15 Mayıs 2016 00:51

Taçsız Kral: Ayhan Işık

Taçsız Kral: Ayhan Işık

Fotoğraf: Envato

Paylaş

Yeşilçam’ın ‘Taçsız Kral’ı Ayhan Işık 5 Mayıs 1929 İzmir doğumluydu. Çocukluğumun geçtiği 60’lı yıllardan, Ayhan Işık’lı çok fazla film, çok fazla fotoğraf yok, belleğimin silikleşen siyah-beyaz görüntüleri arasında. Daha çok, çocukluktan ilk gençliğe, delikanlılığa evrildiğim 70’li yıllardan filmler, fotoğraflar, haberler yansıyor belleğimin sinema perdesine.
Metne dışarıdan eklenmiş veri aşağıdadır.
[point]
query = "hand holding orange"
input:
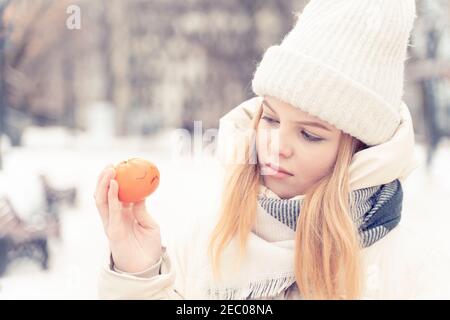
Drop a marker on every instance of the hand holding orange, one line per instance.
(137, 179)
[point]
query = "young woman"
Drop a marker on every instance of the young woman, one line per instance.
(312, 209)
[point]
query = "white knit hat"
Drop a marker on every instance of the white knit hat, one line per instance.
(343, 62)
Kral Ayhan Işık’ın olgunluk çağını yaşadığı yıllar, benim ilk gençliğim… Benim ilk gençliğim, Çirkin Kral Yılmaz Güney’in “usturanın keskin tarafında” yürüdüğü yıllar… Ayhan Işık, annemin komşu kadınlarla Belgin Doruk’lu “Beraber Ölelim”i, Serpil Gül’lü “Aşktan da Üstün”ü, Leyla Sayar’lı “Yangın Var”ı, Türkan Şoray’lı “Otobüs Yolcuları”nı, “Acı Hayat”ı, Sezer Sezin’li “Üç Tekerlekli Bisiklet”i, ve Belgin Doruk’lu “Küçük Hanım” serilerini, illaki ‘esas oğlan’ı Ayhan Işık olan diğer filmler gibi kimi iki göz iki çeşme, kimi gülmekten yerlere yatarak izlediği ve fakat her fırsatta rüyalarının erkeğini alkışladığı yılların kahramanıydı. Ayhan Işık, amcamın ‘mahalle arkadaşlarıyla’ sinemaları doldurduğu, “Avare Mustafa”yı, “Maceralar Kralı”nı, “Bahriyeli Ahmet”i, “Hızlı Yaşayanlar”ı, “Kanun Benim”i, illaki Ayhan Işık’lı diğer filmler gibi çoğu kez ‘esas oğlan’la özdeşleşerek, kimi kez imrenerek ve fakat her fırsatta ‘helal olsun’ diyerek alkışladığı yılların kahramanıydı.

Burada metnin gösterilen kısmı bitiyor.